The theme, it appears, is "Seven things I haven't said on this blog." The trick is thinking of seven things that anyone who reads this blog could possibly care about. Oh, and Catty in Queens, you're on notice as my sole tag -- ante up a post!
- I love using Zotero and adore the fact that it costs nothing. I also appreciate that Zotero won a court fight against Endnote, who tried to sue Zotero for doing what Endnote did, only better and cheaper. It frightens me, however, that this further ties me professionally to the internet. Somehow it reminds me of those people in Dune who got all the cool powers from the stuff that turned their eyes blue, but then they were addicted to it forever and couldn't be without it.
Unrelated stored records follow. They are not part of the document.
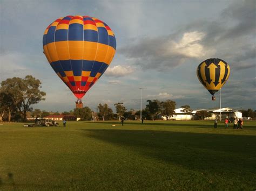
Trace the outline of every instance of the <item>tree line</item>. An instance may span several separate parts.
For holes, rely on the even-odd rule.
[[[61,114],[58,112],[50,112],[41,111],[38,109],[33,110],[31,105],[38,103],[42,100],[45,100],[46,93],[40,90],[41,82],[31,75],[27,75],[24,79],[13,77],[3,81],[0,87],[0,122],[23,120],[25,121],[27,115],[31,117],[44,117],[48,115],[63,114],[72,115],[80,118],[82,120],[120,120],[121,118],[127,119],[140,119],[155,120],[165,116],[166,119],[175,115],[176,103],[175,101],[167,100],[160,101],[158,100],[147,100],[145,108],[136,111],[131,109],[129,111],[123,103],[117,103],[114,104],[116,113],[107,104],[100,103],[96,111],[93,111],[88,107],[83,108],[76,108],[70,111],[65,111]],[[192,110],[188,105],[181,107],[181,112],[185,115],[190,115]],[[95,112],[96,111],[96,112]],[[251,109],[241,110],[243,116],[256,116],[256,111]],[[200,111],[194,115],[195,119],[204,119],[211,117],[211,115],[206,111]]]

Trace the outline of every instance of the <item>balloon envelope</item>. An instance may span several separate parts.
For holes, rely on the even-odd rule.
[[[198,66],[197,74],[201,83],[213,95],[228,79],[230,67],[223,60],[210,58],[203,61]]]
[[[79,99],[103,74],[116,52],[116,38],[104,22],[68,16],[51,23],[43,39],[51,67]]]

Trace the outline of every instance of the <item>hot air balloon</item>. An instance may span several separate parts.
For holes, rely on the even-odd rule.
[[[48,26],[43,44],[51,66],[78,98],[77,107],[81,107],[81,99],[114,56],[116,43],[113,31],[97,18],[68,16]]]
[[[197,67],[197,77],[201,83],[212,95],[226,83],[230,74],[230,67],[227,62],[218,58],[210,58],[203,61]]]

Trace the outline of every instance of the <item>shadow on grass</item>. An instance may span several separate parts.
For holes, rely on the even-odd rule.
[[[176,122],[172,122],[170,121],[169,123],[159,123],[158,122],[153,122],[152,121],[147,121],[146,123],[144,124],[142,124],[141,123],[138,123],[136,121],[133,122],[131,122],[131,121],[125,121],[124,122],[124,125],[136,125],[136,126],[139,125],[140,126],[143,126],[143,125],[153,125],[153,126],[178,126],[180,127],[193,127],[193,128],[211,128],[213,129],[214,128],[214,122],[212,122],[212,124],[199,124],[198,123],[197,124],[196,123],[186,123],[186,122],[185,121],[182,121],[181,123],[180,122],[179,122],[180,123],[176,123]],[[194,122],[194,121],[193,121]],[[162,122],[162,121],[161,121]],[[185,123],[182,123],[182,122],[185,122]],[[85,122],[85,123],[91,123],[91,122]],[[115,121],[115,122],[93,122],[93,123],[96,124],[121,124],[121,122],[118,122],[118,121]],[[229,124],[229,129],[233,129],[233,124],[230,123]],[[246,125],[244,126],[244,129],[245,130],[246,129],[250,129],[250,130],[255,130],[256,131],[256,126],[254,125]],[[224,123],[221,123],[220,124],[218,125],[218,128],[220,128],[220,129],[224,129]]]
[[[253,136],[120,129],[84,131],[86,136],[122,146],[127,152],[188,169],[256,172],[252,168],[256,165]]]

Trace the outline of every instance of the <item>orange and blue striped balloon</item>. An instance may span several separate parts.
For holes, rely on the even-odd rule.
[[[68,16],[51,23],[43,39],[51,67],[80,99],[103,74],[114,56],[114,34],[93,17]]]

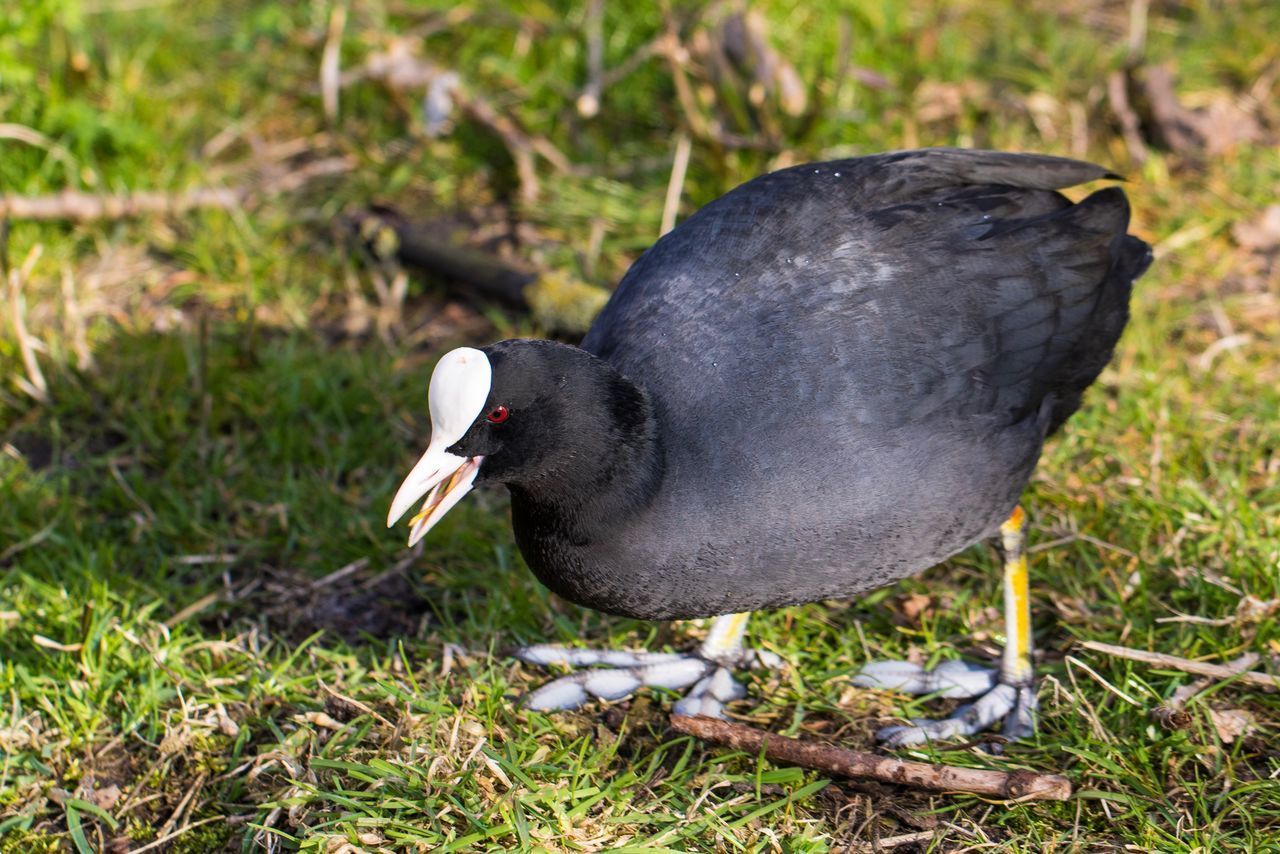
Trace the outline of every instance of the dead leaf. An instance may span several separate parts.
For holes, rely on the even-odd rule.
[[[1253,727],[1253,716],[1244,709],[1210,709],[1208,713],[1222,744],[1231,744]]]
[[[933,603],[933,597],[927,593],[913,593],[911,595],[904,597],[901,600],[902,616],[910,622],[919,622],[922,615],[932,613],[929,606]]]
[[[31,640],[37,647],[44,647],[45,649],[56,649],[63,653],[78,653],[84,644],[61,644],[52,638],[46,638],[44,635],[32,635]]]
[[[108,812],[111,812],[111,809],[115,808],[115,804],[119,803],[120,800],[120,787],[113,782],[110,786],[104,786],[102,789],[95,789],[93,791],[88,793],[88,798],[86,798],[86,800],[101,807]]]

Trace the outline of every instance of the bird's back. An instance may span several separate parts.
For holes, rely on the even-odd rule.
[[[1056,192],[1103,177],[960,150],[812,164],[660,239],[582,347],[649,393],[667,460],[652,512],[602,560],[678,570],[682,589],[596,607],[851,594],[989,534],[1149,262],[1120,189]]]

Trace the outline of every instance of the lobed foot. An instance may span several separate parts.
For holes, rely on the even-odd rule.
[[[1036,689],[998,676],[997,671],[948,661],[933,670],[909,662],[873,662],[854,677],[859,688],[897,690],[906,694],[938,694],[968,699],[950,717],[938,721],[913,720],[913,726],[887,726],[876,732],[879,741],[895,748],[928,741],[969,737],[1004,720],[1001,735],[1014,741],[1036,731]]]
[[[515,656],[529,665],[584,668],[530,693],[524,704],[531,709],[572,709],[591,697],[620,700],[641,688],[689,688],[676,703],[676,713],[710,717],[723,717],[726,703],[746,697],[746,689],[733,679],[731,667],[781,663],[772,653],[742,649],[712,659],[699,653],[632,653],[536,644],[516,650]]]

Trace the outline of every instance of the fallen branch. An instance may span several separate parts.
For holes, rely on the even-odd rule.
[[[316,178],[349,172],[349,157],[321,157],[274,174],[255,186],[197,187],[180,192],[140,191],[122,193],[83,193],[64,189],[50,196],[0,195],[0,219],[65,219],[90,223],[100,219],[125,219],[151,214],[174,215],[196,209],[234,210],[251,206],[266,196],[294,192]]]
[[[874,753],[846,750],[814,741],[790,739],[744,723],[712,717],[672,714],[677,732],[723,744],[736,750],[759,753],[774,762],[826,771],[841,777],[861,777],[933,791],[961,791],[1005,800],[1066,800],[1071,781],[1034,771],[984,771],[927,762],[909,762]]]
[[[1235,661],[1230,665],[1212,665],[1206,661],[1192,661],[1190,658],[1180,658],[1178,656],[1167,656],[1165,653],[1151,653],[1144,649],[1115,647],[1112,644],[1102,644],[1096,640],[1082,641],[1080,648],[1102,653],[1105,656],[1115,656],[1116,658],[1139,661],[1144,665],[1155,665],[1156,667],[1171,667],[1172,670],[1180,670],[1184,673],[1196,673],[1197,676],[1210,676],[1212,679],[1235,679],[1263,690],[1280,690],[1280,676],[1272,676],[1271,673],[1249,670],[1249,667],[1258,661],[1256,656]]]
[[[68,219],[88,223],[146,214],[182,214],[196,207],[238,207],[243,191],[224,187],[188,189],[180,193],[137,192],[123,196],[64,189],[52,196],[0,196],[0,218]]]

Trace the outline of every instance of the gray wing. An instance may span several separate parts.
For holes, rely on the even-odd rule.
[[[649,250],[582,346],[645,385],[690,442],[1010,424],[1092,382],[1124,325],[1100,319],[1128,302],[1124,193],[1073,205],[1053,192],[1103,177],[961,150],[764,175]],[[1082,380],[1070,362],[1098,350]]]

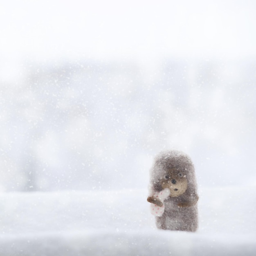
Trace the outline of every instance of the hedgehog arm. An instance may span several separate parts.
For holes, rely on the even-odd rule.
[[[148,202],[149,202],[150,203],[155,204],[160,207],[162,207],[163,206],[163,203],[162,202],[159,201],[159,200],[157,200],[152,196],[149,196],[147,200]]]

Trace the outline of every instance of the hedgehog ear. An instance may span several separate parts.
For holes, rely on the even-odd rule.
[[[163,188],[162,188],[162,186],[160,182],[157,182],[154,184],[154,189],[158,192],[160,191],[163,190]]]

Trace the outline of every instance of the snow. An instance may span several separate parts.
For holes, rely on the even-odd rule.
[[[254,255],[256,189],[199,192],[195,233],[157,229],[145,190],[3,193],[0,255]]]

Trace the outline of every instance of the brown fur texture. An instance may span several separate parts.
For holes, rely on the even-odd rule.
[[[189,156],[172,150],[159,153],[150,172],[150,195],[148,201],[159,205],[152,195],[156,191],[170,189],[171,194],[164,201],[165,210],[156,217],[157,228],[195,232],[198,229],[197,186],[195,169]]]

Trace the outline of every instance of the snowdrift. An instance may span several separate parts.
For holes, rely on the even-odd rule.
[[[195,233],[159,230],[146,190],[6,193],[0,255],[253,255],[256,189],[200,188]]]

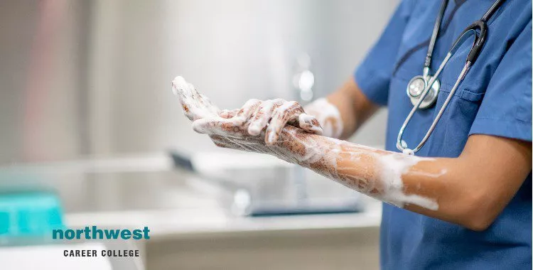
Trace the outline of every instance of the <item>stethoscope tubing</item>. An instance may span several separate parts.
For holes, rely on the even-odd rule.
[[[453,97],[453,94],[457,90],[457,88],[458,87],[459,85],[461,82],[464,80],[465,77],[466,76],[466,73],[468,73],[468,70],[470,70],[470,68],[472,66],[473,63],[470,60],[466,61],[465,63],[464,67],[463,68],[463,70],[461,70],[461,74],[459,75],[459,77],[458,77],[457,80],[456,80],[456,83],[453,85],[453,87],[452,87],[451,90],[450,91],[450,93],[448,94],[448,97],[446,97],[446,99],[444,101],[444,103],[441,107],[441,109],[438,111],[438,113],[437,114],[435,119],[433,120],[433,122],[431,123],[431,126],[428,129],[427,132],[426,132],[426,135],[424,135],[422,140],[420,141],[420,143],[415,147],[414,149],[409,149],[408,147],[404,147],[402,144],[402,138],[404,136],[404,133],[405,131],[405,129],[407,127],[407,125],[411,122],[411,120],[413,118],[413,115],[416,112],[416,110],[420,107],[420,105],[422,104],[422,102],[424,101],[424,99],[426,98],[426,96],[429,92],[429,90],[431,87],[431,85],[435,82],[435,81],[437,80],[438,76],[441,75],[441,72],[442,72],[442,70],[444,69],[444,67],[448,63],[448,61],[449,61],[450,58],[451,58],[453,55],[455,55],[456,52],[457,52],[458,48],[468,39],[468,38],[470,36],[468,34],[473,34],[474,36],[474,42],[473,45],[473,48],[478,44],[478,41],[479,40],[479,37],[478,36],[478,33],[475,31],[475,30],[473,28],[469,27],[468,28],[465,29],[465,31],[463,32],[461,36],[458,38],[455,42],[453,43],[453,45],[452,45],[451,48],[450,48],[449,52],[446,55],[446,57],[444,58],[444,60],[442,61],[441,65],[438,66],[438,69],[435,72],[435,75],[433,75],[429,80],[429,82],[428,82],[427,85],[426,85],[426,87],[424,89],[424,91],[422,92],[422,94],[421,94],[420,99],[418,100],[416,104],[413,107],[413,108],[411,109],[411,112],[409,112],[409,114],[407,115],[407,117],[406,117],[405,120],[404,121],[404,123],[402,124],[402,126],[400,127],[399,131],[398,132],[398,138],[396,141],[396,147],[398,148],[398,150],[400,150],[401,151],[408,153],[408,154],[414,154],[417,151],[420,150],[420,148],[424,146],[424,145],[426,144],[427,140],[429,139],[429,136],[431,135],[431,133],[433,133],[434,130],[435,129],[435,126],[436,126],[438,121],[442,117],[442,114],[444,113],[444,110],[448,107],[448,104],[451,100],[451,98]],[[483,44],[482,44],[483,45]]]

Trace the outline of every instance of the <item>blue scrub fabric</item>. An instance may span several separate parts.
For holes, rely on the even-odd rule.
[[[388,107],[386,148],[397,151],[398,131],[412,108],[407,83],[421,75],[441,1],[404,0],[354,78],[372,102]],[[450,1],[433,55],[435,72],[453,42],[493,1]],[[532,140],[532,3],[507,1],[488,22],[488,40],[459,85],[420,156],[457,157],[470,134]],[[404,139],[414,147],[450,92],[472,45],[463,43],[439,77],[435,107],[419,110]],[[382,269],[531,269],[532,178],[485,231],[384,204]]]

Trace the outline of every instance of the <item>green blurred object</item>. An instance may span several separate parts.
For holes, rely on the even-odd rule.
[[[64,227],[58,195],[48,191],[0,193],[0,239],[51,235]]]

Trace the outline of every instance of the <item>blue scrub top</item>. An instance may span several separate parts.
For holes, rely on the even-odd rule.
[[[432,72],[463,30],[481,18],[493,2],[450,1],[434,52]],[[412,108],[406,94],[407,82],[422,73],[441,3],[403,1],[355,72],[355,81],[367,97],[388,107],[387,150],[397,151],[398,131]],[[457,157],[470,134],[531,141],[531,18],[532,3],[526,0],[507,1],[492,16],[479,58],[417,156]],[[436,106],[414,114],[404,136],[409,146],[417,144],[428,130],[471,44],[463,43],[440,76]],[[531,269],[531,173],[484,232],[384,205],[380,244],[383,269]]]

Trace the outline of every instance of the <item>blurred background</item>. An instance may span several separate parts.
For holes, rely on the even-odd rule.
[[[68,227],[150,226],[148,269],[377,269],[379,204],[217,149],[171,81],[221,108],[305,104],[352,75],[397,2],[1,1],[0,188],[53,194]],[[385,121],[350,141],[382,147]]]

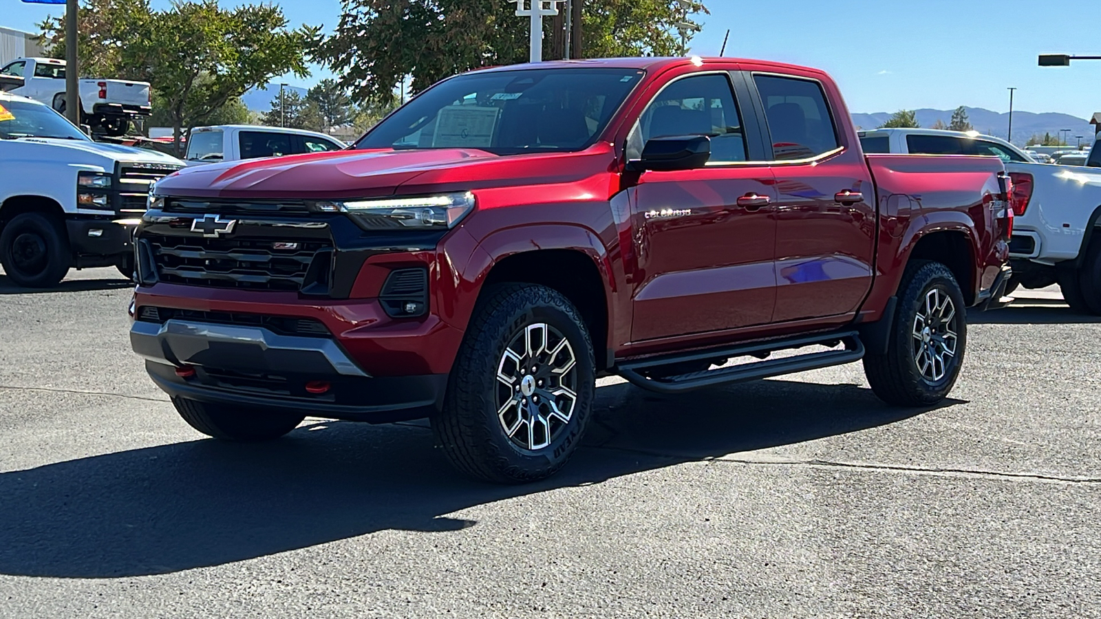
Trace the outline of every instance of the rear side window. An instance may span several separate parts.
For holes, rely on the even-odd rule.
[[[628,156],[642,156],[651,138],[676,135],[709,135],[712,163],[745,161],[745,137],[726,75],[685,77],[662,90],[631,131]]]
[[[975,154],[966,140],[955,135],[906,135],[906,150],[912,154]]]
[[[891,139],[886,135],[861,135],[860,148],[865,153],[890,153]]]
[[[292,154],[291,135],[271,131],[241,131],[241,159]]]
[[[817,82],[774,75],[755,75],[753,82],[768,120],[773,158],[809,159],[840,145]]]
[[[305,143],[307,153],[324,153],[326,151],[339,151],[340,146],[330,142],[328,140],[323,140],[320,138],[310,138],[308,135],[304,137],[302,141]]]
[[[221,131],[194,131],[187,140],[187,161],[221,161]]]

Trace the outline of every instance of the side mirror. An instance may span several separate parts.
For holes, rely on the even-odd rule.
[[[676,172],[696,170],[711,159],[711,139],[707,135],[652,138],[642,149],[642,159],[628,162],[631,172]]]

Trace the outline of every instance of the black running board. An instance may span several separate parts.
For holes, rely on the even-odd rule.
[[[720,359],[732,357],[756,356],[773,352],[776,350],[789,350],[803,348],[805,346],[836,346],[838,341],[844,344],[843,349],[821,350],[818,352],[807,352],[781,359],[765,359],[737,366],[728,366],[713,370],[689,372],[685,374],[652,378],[643,376],[643,371],[680,363],[685,361],[706,361],[708,359]],[[694,389],[706,387],[718,387],[734,382],[745,382],[759,380],[774,376],[804,372],[830,366],[840,366],[859,361],[864,357],[864,345],[860,340],[860,334],[855,330],[818,333],[784,339],[773,339],[755,344],[734,346],[730,348],[698,350],[688,355],[676,357],[654,357],[640,359],[637,361],[625,361],[618,366],[619,374],[632,384],[657,393],[682,393]]]

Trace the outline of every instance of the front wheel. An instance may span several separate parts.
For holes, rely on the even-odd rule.
[[[576,307],[532,284],[487,289],[451,370],[437,443],[460,470],[500,484],[560,469],[581,442],[596,389]]]
[[[279,438],[306,419],[303,413],[280,409],[250,409],[173,398],[172,404],[187,425],[222,441],[257,442]]]
[[[864,373],[889,404],[936,404],[951,391],[963,363],[963,293],[947,267],[924,260],[906,267],[898,291],[887,352],[865,355]]]
[[[62,226],[41,213],[17,215],[0,234],[0,263],[17,285],[55,285],[68,272],[70,261]]]

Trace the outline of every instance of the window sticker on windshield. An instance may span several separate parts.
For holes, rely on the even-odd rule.
[[[493,145],[493,130],[500,108],[475,108],[453,106],[439,110],[436,134],[432,145],[436,148],[483,149]]]

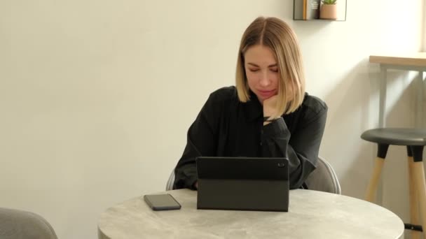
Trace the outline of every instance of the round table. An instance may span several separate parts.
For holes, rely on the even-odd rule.
[[[197,210],[197,191],[170,194],[181,210],[153,211],[139,196],[111,207],[98,222],[99,239],[402,238],[404,223],[367,201],[322,191],[291,190],[288,212]]]

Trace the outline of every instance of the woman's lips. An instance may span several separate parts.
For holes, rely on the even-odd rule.
[[[258,90],[259,94],[263,98],[269,98],[275,94],[275,90]]]

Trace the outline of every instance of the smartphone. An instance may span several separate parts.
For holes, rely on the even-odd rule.
[[[144,200],[155,211],[181,209],[181,205],[169,194],[145,195]]]

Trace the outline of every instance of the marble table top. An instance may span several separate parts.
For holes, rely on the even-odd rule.
[[[288,212],[197,210],[197,191],[172,194],[180,210],[153,211],[143,196],[104,212],[99,239],[115,238],[402,238],[395,214],[360,199],[326,192],[290,191]]]

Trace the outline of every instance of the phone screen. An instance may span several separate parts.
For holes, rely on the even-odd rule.
[[[153,210],[180,209],[181,205],[169,194],[145,195],[144,200]]]

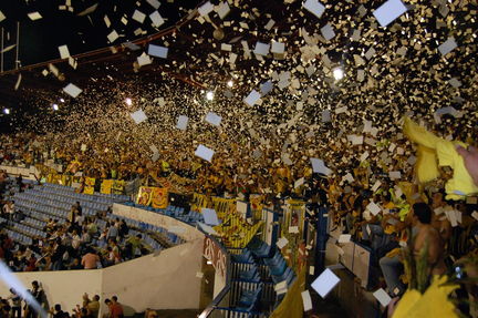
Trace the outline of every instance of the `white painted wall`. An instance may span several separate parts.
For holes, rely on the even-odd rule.
[[[204,239],[163,250],[158,256],[104,269],[103,295],[141,312],[155,309],[198,309]]]
[[[196,239],[104,269],[18,273],[19,279],[31,288],[31,281],[42,284],[50,308],[62,305],[67,311],[82,304],[82,296],[100,295],[101,302],[116,295],[125,314],[155,309],[199,308],[200,283],[196,273],[201,269],[204,239]],[[10,295],[0,284],[0,296]]]
[[[197,238],[204,239],[205,237],[204,233],[194,226],[177,220],[174,217],[143,208],[115,203],[113,204],[113,214],[167,228],[174,232],[176,235],[183,237],[185,240],[194,240]]]
[[[17,277],[28,289],[32,288],[33,280],[41,283],[50,308],[60,304],[71,311],[76,304],[82,304],[84,293],[90,296],[102,294],[101,269],[18,273]],[[0,296],[9,296],[9,289],[3,280],[0,281]]]

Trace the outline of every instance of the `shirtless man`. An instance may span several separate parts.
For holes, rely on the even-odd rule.
[[[432,226],[432,209],[425,203],[413,205],[413,217],[418,228],[414,242],[414,255],[419,258],[423,248],[428,248],[427,259],[430,267],[430,275],[443,275],[446,273],[444,261],[444,243],[439,232]]]

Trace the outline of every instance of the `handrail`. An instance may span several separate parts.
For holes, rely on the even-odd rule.
[[[199,229],[201,230],[201,229]],[[201,230],[202,232],[202,230]],[[198,316],[198,318],[206,318],[209,317],[209,315],[218,307],[218,305],[222,301],[222,299],[226,297],[226,295],[229,293],[230,288],[231,288],[231,281],[232,281],[232,268],[231,268],[231,256],[229,254],[229,252],[227,250],[227,248],[218,240],[216,239],[216,237],[210,236],[208,234],[206,234],[206,237],[209,237],[210,239],[212,239],[218,246],[219,248],[222,250],[222,253],[226,255],[226,264],[227,264],[227,270],[226,270],[226,286],[222,288],[222,290],[218,294],[218,296],[215,297],[215,299],[212,299],[212,302],[209,304],[204,310]]]

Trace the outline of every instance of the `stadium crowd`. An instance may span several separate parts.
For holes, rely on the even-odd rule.
[[[405,247],[412,250],[416,261],[426,264],[424,286],[429,285],[433,275],[456,277],[463,271],[470,277],[477,276],[476,197],[445,199],[445,183],[453,175],[447,167],[440,170],[436,181],[419,184],[413,168],[417,160],[415,148],[403,134],[375,140],[373,147],[372,144],[351,146],[345,139],[331,141],[326,151],[320,150],[323,161],[334,171],[328,177],[314,173],[303,160],[294,165],[260,160],[258,164],[252,157],[231,161],[225,153],[218,154],[212,164],[204,164],[199,158],[177,156],[173,151],[162,152],[162,157],[156,161],[124,145],[107,151],[101,142],[73,141],[61,146],[56,139],[32,134],[1,136],[0,141],[1,164],[28,167],[52,161],[62,165],[66,174],[83,172],[83,177],[97,179],[141,178],[142,184],[147,185],[160,185],[160,177],[178,175],[186,179],[183,185],[189,193],[243,195],[246,198],[250,194],[260,194],[266,205],[277,202],[278,197],[328,205],[333,216],[332,230],[351,234],[355,242],[372,249],[371,266],[381,270],[368,288],[386,286],[392,297],[401,296],[414,279],[409,277],[402,253]],[[472,144],[471,140],[468,142]],[[76,151],[81,144],[86,145]],[[476,157],[476,153],[474,147],[470,150],[474,153],[460,150],[460,154],[471,162],[470,157]],[[299,157],[308,155],[298,152]],[[357,158],[360,152],[367,155]],[[471,175],[476,174],[476,167],[471,164],[467,167]],[[398,177],[391,172],[398,172]],[[44,175],[37,177],[40,179]],[[303,182],[298,184],[301,178]],[[3,173],[0,186],[4,182]],[[21,188],[21,181],[18,182]],[[371,204],[380,205],[380,211],[371,213]],[[3,202],[2,213],[6,217],[14,217],[14,203]],[[50,219],[45,228],[48,237],[35,239],[28,247],[15,248],[14,243],[2,234],[2,257],[14,270],[49,270],[96,268],[98,261],[108,266],[146,253],[141,237],[126,239],[127,229],[121,220],[110,223],[103,233],[98,233],[96,220],[102,217],[102,214],[83,217],[81,206],[73,206],[66,224],[59,225]],[[313,220],[316,215],[306,217]],[[92,247],[92,238],[103,240],[106,247]],[[478,296],[476,286],[469,284],[464,285],[460,293],[471,298]]]

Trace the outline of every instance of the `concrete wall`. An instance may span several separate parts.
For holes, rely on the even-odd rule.
[[[204,239],[205,237],[204,233],[194,226],[177,220],[174,217],[143,208],[115,203],[113,204],[113,214],[167,228],[168,230],[183,237],[185,240],[194,240],[198,238]]]
[[[84,293],[105,298],[117,295],[132,314],[146,308],[199,308],[202,239],[147,255],[104,269],[18,273],[27,288],[31,281],[42,284],[49,306],[61,304],[71,311],[81,305]],[[9,287],[0,284],[0,296],[9,295]],[[125,312],[128,314],[128,312]]]
[[[17,277],[31,289],[31,283],[38,280],[45,291],[48,306],[51,308],[60,304],[62,308],[71,311],[76,304],[82,304],[82,296],[87,293],[90,296],[102,295],[102,270],[60,270],[60,271],[32,271],[18,273]],[[10,295],[10,287],[0,283],[0,296]]]
[[[104,269],[103,295],[118,295],[136,312],[146,308],[198,309],[201,279],[202,239],[172,247],[157,256]]]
- When Jessica Cutler was outed as the author of Washingtonienne, I read about her and decided that she was a sleazy ho-bag. When Brooke Magnanti was outed as the author of Belle de Jour, I read about her and decided that I didn't blame her in the least. I can't tell how much of the difference is due to the fact that Cutler is a lousy writer and Magnanti is a good writer, how much to the fact that Cutler seemed not to own up to the fact that she was basically a prostitute while Magnanti was up-front about it, and how much to my recognition, after many years of graduate school, that prostitution seems a more reasonable economic decision than anything I have done in my life.
- I don't understand the rules of American football, no matter how hard I try. (Frankly, I'm not much better at football/soccer, but at least I have most of the basics down on that, and can sometimes enjoy watching it.) I care so little that my brain refuses to retain or process anything well-meaning friends tell me. This makes me a virtual freak of nature, in my football-crazed university community. I try to avoid the topic, because just about everyone around here who tries to chitchat about the team looks at me like I've grown a second head, when I am forced to explain I don't even understand what the hell they're talking about.
- I'm a great fan of alcoholic beverages, but I've never really learned to like gin. I can occasionally tolerate it, if necessary, in a Tom Collins, but the taste is fundamentally nasty to me, even through a haze of mixers. ("If necessary" in this case means in college, when I might find myself at a little party in someone's dorm where there was no booze to be had but gin. Hasn't been a concern since then.) An innovative and very talented bartender in town who also dislikes gin has come up with some wonderful creations that he invented specifically to find a good-tasting vehicle for gin, and I can appreciate the artfulness of his craft, but he has yet to build a gin-based cocktail that I could choke down of my free will.
- I very rarely fail to finish a work of fiction that I have begun to read, especially since they're such rare pleasures nowadays. The only exceptions I can think of are Atlas Shrugged, Call It Sleep, and The Idiot.
My mom gave me Atlas Shrugged in high school, and seemed astonished that I hated it so passionately that I couldn't bear to read another page of shitty prose when I was around the halfway mark. I still can't fathom what she could have been thinking in giving me that piece of crap.
I've started Call It Sleep three different times, and each time it loses me somewhere about 50 or 60 pages in, and I never figure out why.
I found a dirt-cheap copy of The Idiot at a thrift store years ago, and picked it up out of nostalgia for a Russian lit class I had back in college. (Oh, and also because of a passing and hysterical reference to it in The Producers.) It turns out that, while I don't hate Dostoyevsky as much as I hate Tolstoy, I pretty much hate Dostoyevsky too. The fact that I enjoyed the last 100 pages or so of Crime and Punishment isn't enough to make me suffer through anything else the dude wrote.
- I sometimes feel like I have one of the ugliest accents in American English, due to where I grew up. DOU is a very long way away from that place, in a different region of the country, and I have learned to speak passable Network English, since I'll never be able to replicate the local dialect. But whenever I hear the dialect, I am struck by how soft and friendly it sounds to my ear, whereas my native dialect sounds like a chainsaw on steel. My recognition of this as a common phenomenon in sociolinguistics does nothing to alleviate the suspicion that I sound unpleasant.
- I strongly dislike raw tomatoes. I think I must have been well into my twenties before I could bear the idea of letting even a morsel of raw tomato into my mouth. That nasty-ass seed-ridden goop inside is what truly freaks me out; I could learn to deal with it if tomatoes consisted only of the exterior flesh. Whenever I am forced by a recipe to cut up raw tomatoes, it requires an act of will not to gag at the smell.
When I was a kid, this dislike extended to every form and derivative of tomatoes; I used to do horrible things to slices of pizza, in an attempt to exorcise the sauce. Since then, I've learned to enjoy various cooked preparations of tomato of almost all kinds. But the raw ones still freak me out.
ETA: Ah, YouTube! For those who are interested, I found a clip of that Dostoyevsky reference in The Producers.